Washington - The United States Tuesday joined key European
governments in the coordinated rush to buy up shares in the world's
leading banks in the latest bid to restore confidence in the
financial system.
US President George W Bush announced an 'unprecedented and
aggressive plan' to infuse 250 billion dollars into the American
banking sector to calm markets and ensure 'growth and prosperity.'
The announcement came before stock markets opened in New York,
where indices continued to rise after Monday's huge comeback that
followed similar actions by European countries designed to free up
credit flow.
The government move to partially nationalize banks marked another
departure from the free market principles especially dear to Bush's
centre-right Republican Party.
US Treasury Secretary Henry Paulson, who just weeks ago told
Congress that buying bank shares would be a mistake, made clear how
repulsive the move was to those ideals.
'Government owning a stake in any private US company is
objectionable to most Americans, me included,' Paulson said. 'We
regret having to take these actions.'
But the rising lack of confidence in the system 'poses an enormous
threat to our economy' and needs to be addressed with drastic
actions, Paulson said.
'Investors are unwilling to lend to banks, and healthy banks are
unwilling to lend to each other and to consumers and to businesses,'
he said.
Paulson and Federal Reserve chief Ben Bernanke were confident that
there was plenty of cash still left in the banking system, where
hundreds of firms have remained healthy but reluctant to lend money.

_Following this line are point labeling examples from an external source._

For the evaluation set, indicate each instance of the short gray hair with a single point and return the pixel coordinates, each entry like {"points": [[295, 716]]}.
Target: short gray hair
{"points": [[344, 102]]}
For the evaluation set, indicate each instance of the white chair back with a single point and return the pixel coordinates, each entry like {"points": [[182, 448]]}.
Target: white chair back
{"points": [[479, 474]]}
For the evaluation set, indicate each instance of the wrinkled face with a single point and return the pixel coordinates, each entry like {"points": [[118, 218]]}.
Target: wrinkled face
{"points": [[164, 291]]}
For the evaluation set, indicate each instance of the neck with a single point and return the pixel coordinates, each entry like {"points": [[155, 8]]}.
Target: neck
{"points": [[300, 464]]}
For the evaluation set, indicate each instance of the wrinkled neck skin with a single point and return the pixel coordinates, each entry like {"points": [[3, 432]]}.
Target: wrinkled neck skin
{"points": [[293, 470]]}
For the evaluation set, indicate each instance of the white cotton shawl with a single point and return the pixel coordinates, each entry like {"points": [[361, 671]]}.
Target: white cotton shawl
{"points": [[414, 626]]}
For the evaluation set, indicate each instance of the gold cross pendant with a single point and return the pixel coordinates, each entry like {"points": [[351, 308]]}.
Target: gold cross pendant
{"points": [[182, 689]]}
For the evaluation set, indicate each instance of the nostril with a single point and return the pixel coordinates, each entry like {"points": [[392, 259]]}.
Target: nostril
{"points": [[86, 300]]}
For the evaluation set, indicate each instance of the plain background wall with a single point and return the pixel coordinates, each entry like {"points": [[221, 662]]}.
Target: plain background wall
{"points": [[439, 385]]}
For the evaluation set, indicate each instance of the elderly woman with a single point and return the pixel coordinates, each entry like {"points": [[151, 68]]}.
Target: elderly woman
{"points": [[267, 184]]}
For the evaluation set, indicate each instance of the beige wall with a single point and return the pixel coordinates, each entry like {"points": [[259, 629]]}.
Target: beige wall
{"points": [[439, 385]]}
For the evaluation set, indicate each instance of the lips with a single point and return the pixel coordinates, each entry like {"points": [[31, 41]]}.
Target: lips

Paulson said nine large and 'healthy' financial institutions had
already agreed to participate in the programme 'for the good of the
US economy' and he hoped many more would join.
The government will attach strings to its investments, insisting
on limits on executive pay and a ban on golden parachutes. It would
also expect that participating firms would not 'hoard' the cash.
The move follows weeks of unprecedented stock market volatility as
the US government, followed by individual European and other
governments, used a desperate patchwork of solutions to stem losses
from the collapse of the US housing bubble.
Even the passage little more than a week ago of the US
government's 700-billion-dollar financial rescue plan failed to halt
the plunge or free up credit.
Under the newest plan, 250 billion dollars of the rescue money
will be used to buy equity shares in banks.
Banks would be expected to buy back the shares as soon as they can
'raise capital from private investors,' Bush said.
Other steps call for the government's insurance programme for
personal bank deposits to be expanded to cover new debt issued by
insured banks and to back accounts used primarily by small businesses
to cover day-to-day operations.
In addition, the US central bank was preparing to serve as 'buyer
of last resort' for commercial paper that enables American businesses
to meet payrolls and purchase inventory, Bush said.
Bush cautioned that it would take some time until all the state
measures would have their full effect.
According to US media reports, the nine banks already signed on
to the plan are Bank of America, Bank of New York Mellon Corp,
Citigroup Inc, Goldman Sachs Group Inc, JPMorgan Chase, Merrill
Lynch, Morgan Stanley, State Street Corp and Wells Fargo.
Bernanke welcomed the 'global response to the crisis' which
emerged from a meeting over the weekend of the finance ministers and
central bankers of the G-7 industrialized countries.
Federal Deposit Insurance Corporation chairman Sheila Bair
defended the latest move, noting that had the US not acted Tuesday
it would have put US banks 'on an uneven playing field.'
Bernanke, an academic expert on the Great Depression of the 1930s,
said that after a year of increasing efforts to address the growing
number of mortgage defaults, he believed the latest 'comprehensive
and broad-based' move came soon enough to avoid another such crash.
'History teaches us that government engagement in times of severe
financial crisis often arrives very late, usually at a point at which
most financial institutions are insolvent or nearly so,' he said.